But hopes dimmed when it was found that obese people are unresponsive to leptin due to development of leptin resistance in the brain. Now, Harvard researchers at Children’s Hospital Boston report the first agents demonstrated to sensitize the brain to leptin: oral drugs that are already FDA-approved and known to be safe. The findings will be published tomorrow in the journal Cell Metabolism.
In 1995, researchers reported in the journal Science that they had isolated a protein that is present in normal mice, but not in an obese strain of mice, called ob/ob, which lacked a gene also called ob. When either obese or normal mice were directly injected with the protein — now called leptin — they ate less and lost weight.
“Everyone in the field thought they would get the Nobel,” says Umut Ozcan of Children’s Division of Endocrinology. Unfortunately, when obese humans took the hormone, they lost weight only temporarily — then rebounded back. “Most humans who are obese have leptin resistance,” says Ozcan. “Leptin goes to the brain and knocks on the door, but inside, the person is deaf.”
For years, industry and academic laboratories have been searching for a drug to make people’s brains sensitive to leptin again, without success.
In the new study, Ozcan’s group first showed that the brain cells of obese mice have increased stress in the endoplasmic reticulum (ER) — a structure within the cell where proteins are assembled, folded into their appropriate configurations, and dispatched to do jobs for the cell. In the presence of obesity, the ER is overwhelmed and can’t function properly. This stress triggers a signaling cascade – the “unfolded-protein response” – that tries to relieve the stress by increasing the level of molecular “chaperones,” which assist in protein folding, and by blocking more proteins from coming in.
Ozcan and colleagues then showed that ER stress — and the resulting activation of this signaling cascade — blocks leptin action in the brain. Most intriguingly, they showed that using chemical chaperones to reduce ER stress can re-sensitize the brain to leptin, and lead to weight loss when used in conjunction with leptin. “I think our study will bring new hope for the treatment for obesity,” says Ozcan.
Working first with mice made obese through a high-fat diet, they demonstrated that the animals developed ER stress in the hypothalamus, the main area of the brain where leptin signals.

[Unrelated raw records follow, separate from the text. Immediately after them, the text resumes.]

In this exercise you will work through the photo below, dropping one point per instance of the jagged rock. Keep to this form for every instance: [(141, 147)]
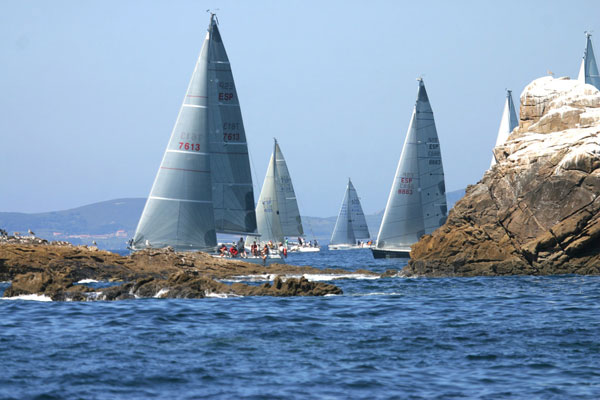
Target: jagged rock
[(52, 270), (537, 211)]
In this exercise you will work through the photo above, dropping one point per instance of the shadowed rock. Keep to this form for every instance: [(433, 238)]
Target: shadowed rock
[(537, 211)]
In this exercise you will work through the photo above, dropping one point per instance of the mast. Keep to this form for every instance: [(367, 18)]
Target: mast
[(232, 190), (357, 216), (343, 232), (508, 123), (204, 182), (277, 210), (588, 73), (179, 210)]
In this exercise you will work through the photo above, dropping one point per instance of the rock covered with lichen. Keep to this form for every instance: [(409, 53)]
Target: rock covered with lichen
[(537, 211)]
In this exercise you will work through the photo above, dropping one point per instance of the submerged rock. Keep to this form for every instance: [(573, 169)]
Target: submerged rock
[(537, 210)]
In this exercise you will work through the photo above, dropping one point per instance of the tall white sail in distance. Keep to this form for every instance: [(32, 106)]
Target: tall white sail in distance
[(351, 223), (417, 200), (588, 72), (277, 212), (508, 122), (180, 211)]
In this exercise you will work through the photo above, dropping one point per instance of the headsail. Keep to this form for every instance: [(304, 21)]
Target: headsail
[(417, 202), (179, 211), (351, 223), (204, 181), (277, 210), (508, 122), (588, 72), (232, 192)]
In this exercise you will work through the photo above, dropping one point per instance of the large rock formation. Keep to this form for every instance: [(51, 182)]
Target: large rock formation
[(537, 211), (53, 270)]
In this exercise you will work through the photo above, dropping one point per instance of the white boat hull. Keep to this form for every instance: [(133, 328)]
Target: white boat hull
[(347, 247), (271, 259), (298, 249)]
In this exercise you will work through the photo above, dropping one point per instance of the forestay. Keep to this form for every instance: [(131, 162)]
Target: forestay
[(417, 201), (199, 178), (233, 196)]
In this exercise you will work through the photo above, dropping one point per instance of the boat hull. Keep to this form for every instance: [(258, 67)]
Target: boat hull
[(271, 259), (346, 247), (379, 253)]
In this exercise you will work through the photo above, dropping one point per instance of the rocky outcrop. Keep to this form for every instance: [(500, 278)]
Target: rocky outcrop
[(180, 285), (53, 270), (537, 211)]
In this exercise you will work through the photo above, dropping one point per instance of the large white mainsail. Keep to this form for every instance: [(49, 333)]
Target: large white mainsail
[(277, 212), (203, 184), (508, 122), (417, 201), (351, 224), (588, 72)]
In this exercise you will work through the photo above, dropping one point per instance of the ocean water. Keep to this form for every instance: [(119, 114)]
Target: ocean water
[(489, 338)]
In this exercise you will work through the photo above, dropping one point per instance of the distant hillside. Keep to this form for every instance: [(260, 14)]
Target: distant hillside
[(111, 223)]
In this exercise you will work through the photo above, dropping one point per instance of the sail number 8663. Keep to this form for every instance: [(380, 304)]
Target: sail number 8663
[(189, 146)]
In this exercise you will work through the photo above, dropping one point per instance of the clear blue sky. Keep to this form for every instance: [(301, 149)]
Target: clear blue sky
[(89, 90)]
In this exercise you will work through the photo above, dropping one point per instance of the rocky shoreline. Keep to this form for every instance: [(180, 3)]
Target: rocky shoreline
[(54, 269), (537, 211)]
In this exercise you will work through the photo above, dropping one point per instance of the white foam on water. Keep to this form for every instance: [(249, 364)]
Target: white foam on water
[(377, 294), (331, 277), (310, 277), (160, 293), (30, 297), (220, 295), (250, 278)]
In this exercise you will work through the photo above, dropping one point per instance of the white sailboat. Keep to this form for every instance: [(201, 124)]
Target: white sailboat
[(277, 212), (417, 201), (351, 225), (508, 122), (588, 72), (204, 184)]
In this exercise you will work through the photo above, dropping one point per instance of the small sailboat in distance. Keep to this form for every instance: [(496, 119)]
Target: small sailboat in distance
[(588, 72), (351, 224), (417, 201), (277, 212), (204, 184), (508, 122)]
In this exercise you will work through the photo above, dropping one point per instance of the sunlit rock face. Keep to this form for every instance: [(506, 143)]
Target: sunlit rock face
[(537, 211)]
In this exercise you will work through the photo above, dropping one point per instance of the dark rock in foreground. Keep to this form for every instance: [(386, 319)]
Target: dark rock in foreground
[(53, 270), (537, 211)]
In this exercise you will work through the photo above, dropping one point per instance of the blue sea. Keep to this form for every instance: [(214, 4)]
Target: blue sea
[(488, 338)]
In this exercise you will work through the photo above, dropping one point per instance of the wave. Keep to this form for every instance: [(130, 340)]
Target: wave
[(220, 295), (30, 297), (159, 294), (310, 277)]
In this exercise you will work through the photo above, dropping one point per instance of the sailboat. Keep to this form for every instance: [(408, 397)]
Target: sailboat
[(417, 201), (588, 72), (351, 224), (204, 184), (508, 122), (277, 212)]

This in turn initiated the unfolded-protein response, rendering the mice extremely leptin-resistant. The team also created a strain of mice whose ER was weakened in the brain through deletion of a gene specifically in the neurons called XPB1. These mice also developed ER stress and leptin resistance, and also became obese, despite having some of the highest leptin levels ever reported. As expected, the mice also ate more and gained more weight.
But when Ozcan and colleagues pretreated either group of mice with a chemical chaperone (either 4-PBA or TUDCA), leptin sensitivity increased as much as 10-fold, and the mice had significant weight loss with leptin treatment even when fed a high-fat diet.
Children’s Hospital researchers hope to eventually move the discovery to human trials. Both 4-PBA and TUDCA are safe in humans and already FDA-approved for clinical use. 4-PBA (Buphenyl) is used in urea cycle disorders and in cystic fibrosis; TUDCA (tauroursodeoxycholic acid), used for centuries in traditional Chinese medicine, is currently used in some liver diseases. Both agents are under study for use in neurologic disorders such as Alzheimer’s disease and Huntington’s disease.
In related work in 2006, Ozcan and colleagues reported in Science that chemical chaperones reduce ER stress in a mouse model of type 2 diabetes, normalizing blood sugar and restoring insulin sensitivity.
In 1995, Amgen Inc. in Thousand Oaks, Calif., paid $20 million for commercial rights to recombinant human leptin, a record amount for a deal with an academic institution. In 2006, Amgen sold the rights to Amylin Pharmaceuticals (San Diego). Amylin is testing leptin in combination with its diabetes drug, pramlintide.
The current study was supported by the Timothy Murphy Fund, junior faculty start-up funds provided to Ozcan from Children’s Hospital Boston, and a Translational Research Award from Children’s Hospital Boston.